As with most criminals who find themselves facing life in prison, Dana Ewell discovered Jesus Christ behind bars. In searching inside himself and discovering God while staring at brick walls and razor wire, Dana inhaled the Scriptures, a process that has made him, so he claims, "A sincere and grateful man who has been greatly humbled, and I am very thankful for this."
Dana's entire family—mother, father, sister—were murdered. It was the spring of 1992 (the Lenten season, in fact). They were shot by a hired assassin at pointblank range with an AT-9 assault rifle, taken out like Mafioso targets as they went about life in the confines of the Fresno home Dana had shared with them.
But don't look at Dana as the shooter; he was two-and-a-half hours away at the time of the murders.
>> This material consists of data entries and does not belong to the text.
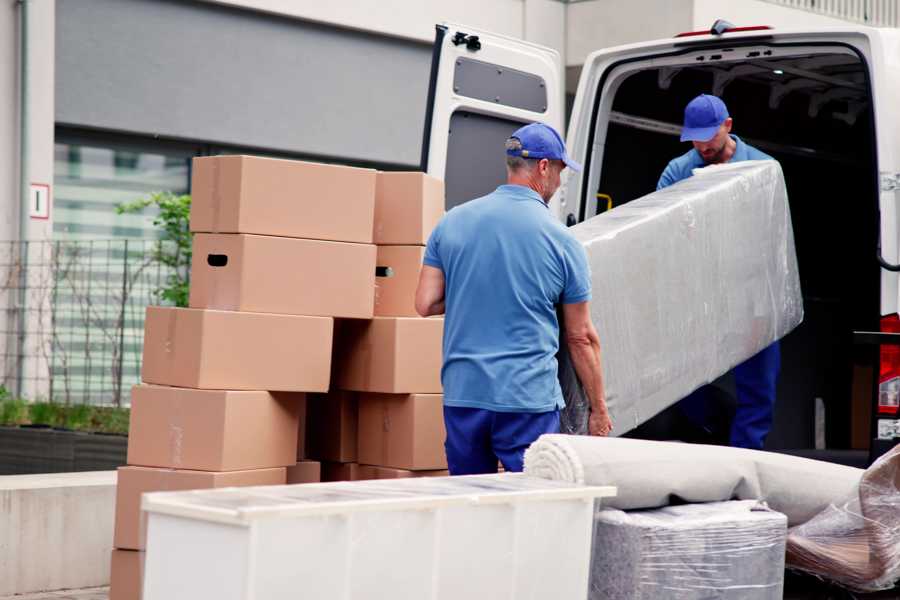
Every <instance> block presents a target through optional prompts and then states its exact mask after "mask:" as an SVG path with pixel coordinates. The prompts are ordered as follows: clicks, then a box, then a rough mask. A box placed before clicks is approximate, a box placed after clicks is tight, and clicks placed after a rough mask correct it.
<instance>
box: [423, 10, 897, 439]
mask: <svg viewBox="0 0 900 600" xmlns="http://www.w3.org/2000/svg"><path fill="white" fill-rule="evenodd" d="M728 27H729V26H728V24H723V23H722V22H717V24H716V25H715V26H714V29H715V30H716V31H717V33H716V34H713V33H712V32H699V33H689V34H682V35H680V36H677V37H674V38H672V39H667V40H659V41H654V42H646V43H640V44H633V45H629V46H620V47H616V48H610V49H607V50H601V51H599V52H595V53H593V54H592V55H590V56H589V57H588V59H587V61H586V62H585V65H584V69H583V71H582V73H581V79H580V81H579V83H578V91H577V93H576V95H575V97H574V103H573V104H572V106H571V118H570V121H569V127H568V136H567V140H568V151H569V154H570V156H572V157H573V158H574V159H575V160H577V161H579V162H582V163H583V164H584V167H585V168H584V172H582V173H571V172H568V171H567V172H565V173H564V179H563V184H562V188H561V189H560V191H559V192H558V194H557V196H556V197H555V198H554V199H553V201H552V203H551V209H552V210H553V211H554V212H555V214H557V215H558V217H559V219H560V220H561V221H562V222H564V223H567V224H569V225H573V224H576V223H578V222H581V221H583V220H585V219H588V218H590V217H593V216H595V215H597V214H599V213H601V212H603V211H605V210H609V209H610V208H612V207H615V206H620V205H622V204H624V203H626V202H629V201H631V200H634V199H636V198H638V197H640V196H642V195H645V194H647V193H649V192H651V191H653V190H654V189H655V187H656V182H657V179H658V178H659V175H660V174H661V173H662V170H663V168H664V167H665V166H666V164H667V162H668V161H669V160H670V159H672V158H674V157H676V156H679V155H681V154H683V153H684V152H686V151H687V150H688V149H689V148H690V146H689V145H688V144H683V143H680V142H679V140H678V133H679V132H680V124H681V119H682V114H683V109H684V106H685V104H686V103H687V102H688V101H689V100H690V99H691V98H693V97H694V96H696V95H697V94H699V93H713V94H716V95H718V96H720V97H722V98H723V99H724V100H725V102H726V104H727V105H728V108H729V111H730V113H731V116H732V117H733V118H734V130H733V131H734V133H735V134H737V135H738V136H740V137H742V139H744V140H745V141H747V142H748V143H750V144H751V145H754V146H756V147H758V148H759V149H761V150H763V151H764V152H766V153H768V154H770V155H772V156H774V157H775V158H776V159H778V160H779V161H780V162H781V165H782V167H783V169H784V174H785V178H786V181H787V185H788V192H789V198H790V203H791V212H792V217H793V224H794V232H795V238H796V245H797V255H798V259H799V264H800V277H801V281H802V285H803V294H804V305H805V313H806V317H805V321H804V323H803V324H802V325H801V326H800V327H799V328H798V329H797V330H796V331H794V332H793V333H791V334H790V335H789V336H787V337H786V338H785V339H784V340H783V341H782V353H783V358H782V362H783V366H782V375H781V380H780V384H779V402H778V406H777V409H776V417H775V426H774V428H773V431H772V433H771V435H770V438H769V441H768V447H771V448H812V447H813V446H814V444H815V434H814V426H815V425H814V421H815V419H814V410H815V406H816V402H817V399H821V401H822V402H823V403H824V406H825V414H826V423H827V442H828V446H829V447H830V448H851V447H853V448H864V447H866V446H868V442H869V440H870V439H871V438H881V439H882V440H890V439H892V438H895V437H900V421H898V418H900V416H898V414H897V398H898V391H900V346H896V345H894V346H892V345H881V346H879V345H878V344H879V343H880V342H883V341H884V340H885V338H886V336H879V335H871V334H862V333H859V332H879V331H880V332H898V331H900V319H898V316H897V313H898V303H900V280H898V274H897V271H898V267H897V263H900V257H898V246H900V210H898V200H900V191H898V189H900V109H898V108H897V107H898V106H900V31H898V30H892V29H873V28H865V27H855V26H848V27H847V28H843V29H827V30H826V29H822V30H816V31H798V30H784V31H781V30H777V29H770V28H767V27H750V28H730V29H729V28H728ZM563 77H564V71H563V65H562V62H561V59H560V56H559V54H558V53H557V52H556V51H554V50H551V49H549V48H544V47H541V46H537V45H534V44H530V43H527V42H523V41H521V40H515V39H510V38H506V37H502V36H497V35H494V34H490V33H485V32H481V31H477V30H474V29H472V28H468V27H464V26H457V25H443V26H438V27H437V40H436V43H435V46H434V56H433V64H432V75H431V85H430V88H429V103H428V110H427V114H426V125H425V140H424V144H423V156H422V168H423V169H425V170H427V171H428V172H429V173H431V174H433V175H435V176H438V177H442V178H444V179H445V180H446V185H447V207H448V208H450V207H452V206H454V205H456V204H459V203H461V202H464V201H466V200H468V199H471V198H474V197H477V196H479V195H482V194H484V193H486V192H488V191H490V190H492V189H493V188H494V187H495V186H496V185H497V184H498V183H500V182H501V181H502V180H503V178H504V177H505V167H504V162H503V159H502V150H501V149H502V147H503V141H504V140H505V138H506V137H508V135H509V134H510V133H511V132H512V131H513V130H514V129H515V128H516V127H518V126H519V125H520V124H521V123H524V122H530V121H544V122H546V123H548V124H550V125H552V126H554V127H556V128H558V129H559V130H560V131H562V129H563V124H564V120H565V119H564V113H565V94H564V82H563ZM600 301H602V300H600ZM601 336H602V332H601Z"/></svg>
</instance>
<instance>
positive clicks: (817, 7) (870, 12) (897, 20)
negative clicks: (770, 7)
mask: <svg viewBox="0 0 900 600" xmlns="http://www.w3.org/2000/svg"><path fill="white" fill-rule="evenodd" d="M765 1H766V2H769V3H770V4H780V5H781V6H787V7H789V8H796V9H799V10H805V11H809V12H813V13H817V14H820V15H824V16H826V17H832V18H835V19H841V20H844V21H851V22H854V23H863V24H865V25H871V26H873V27H900V0H765Z"/></svg>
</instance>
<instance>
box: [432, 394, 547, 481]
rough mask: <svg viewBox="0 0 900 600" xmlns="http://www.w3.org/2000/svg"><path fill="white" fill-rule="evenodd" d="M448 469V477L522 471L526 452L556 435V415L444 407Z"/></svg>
mask: <svg viewBox="0 0 900 600" xmlns="http://www.w3.org/2000/svg"><path fill="white" fill-rule="evenodd" d="M444 424H445V425H446V427H447V441H446V442H445V444H444V447H445V448H446V450H447V466H448V467H449V469H450V474H451V475H478V474H482V473H496V472H497V461H498V460H499V461H500V462H501V463H503V468H504V469H505V470H507V471H521V470H522V466H523V462H524V459H525V449H526V448H528V446H530V445H531V443H532V442H534V441H535V440H536V439H538V438H539V437H540V436H541V435H543V434H545V433H559V411H558V410H553V411H550V412H542V413H504V412H495V411H492V410H486V409H482V408H465V407H457V406H445V407H444Z"/></svg>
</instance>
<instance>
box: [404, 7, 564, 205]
mask: <svg viewBox="0 0 900 600" xmlns="http://www.w3.org/2000/svg"><path fill="white" fill-rule="evenodd" d="M431 60H432V62H431V81H430V83H429V88H428V104H427V109H426V113H425V128H424V139H423V142H422V164H421V168H422V170H423V171H426V172H427V173H428V174H430V175H432V176H434V177H438V178H440V179H443V180H444V182H445V185H446V194H447V201H446V208H447V209H448V210H449V209H450V208H452V207H454V206H456V205H458V204H462V203H463V202H465V201H467V200H471V199H472V198H477V197H479V196H483V195H485V194H487V193H489V192H491V191H493V190H494V189H495V188H496V187H497V186H498V185H500V184H502V183H504V182H505V181H506V166H505V162H504V160H503V144H504V142H505V141H506V138H508V137H509V136H510V134H511V133H512V132H513V131H515V130H516V129H518V128H519V127H520V126H521V125H523V124H525V123H531V122H535V121H541V122H544V123H547V124H548V125H550V126H552V127H554V128H556V130H557V131H559V132H560V133H562V131H563V122H564V89H563V67H562V58H561V57H560V55H559V53H558V52H557V51H556V50H553V49H551V48H546V47H543V46H538V45H536V44H530V43H528V42H524V41H522V40H517V39H513V38H508V37H504V36H500V35H496V34H492V33H485V32H483V31H479V30H477V29H473V28H471V27H466V26H463V25H454V24H444V25H438V26H436V35H435V42H434V54H433V55H432V59H431ZM551 209H553V206H552V205H551ZM554 214H558V210H556V211H554Z"/></svg>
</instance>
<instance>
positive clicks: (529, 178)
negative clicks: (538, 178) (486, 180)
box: [506, 173, 547, 204]
mask: <svg viewBox="0 0 900 600" xmlns="http://www.w3.org/2000/svg"><path fill="white" fill-rule="evenodd" d="M506 184H507V185H521V186H522V187H527V188H528V189H530V190H532V191H534V192H535V193H536V194H537V195H538V196H540V195H541V190H540V188H539V187H538V186H537V185H536V184H535V182H534V181H532V179H531V177H529V176H528V175H523V174H519V173H510V174H509V176H508V177H507V178H506ZM541 200H544V198H543V196H542V197H541ZM546 203H547V202H546V201H544V204H546Z"/></svg>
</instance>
"God allowed some extraordinary events to occur in my life," Dana wrote on that same Web site, alluding to, obviously, the murders—how 'bout that: the guy's family is savagely hunted down like rabid animals and he refers to the murders as extraordinary events—of his family, "that completely broke me down and rebuilt me back up in the love of Christ. I rededicated my life to Christ ... and I have never been happier since! I am so completely 'free on the inside,' despite being in prison. For me, to live is to love, and to 'let my light shine' in any and all circumstances, because my happiness and joy are based on faith, and faith alone."
Dana's story, like most of them, is one of great tragedy—and begins, fundamentally speaking, in the place where Dana grew up.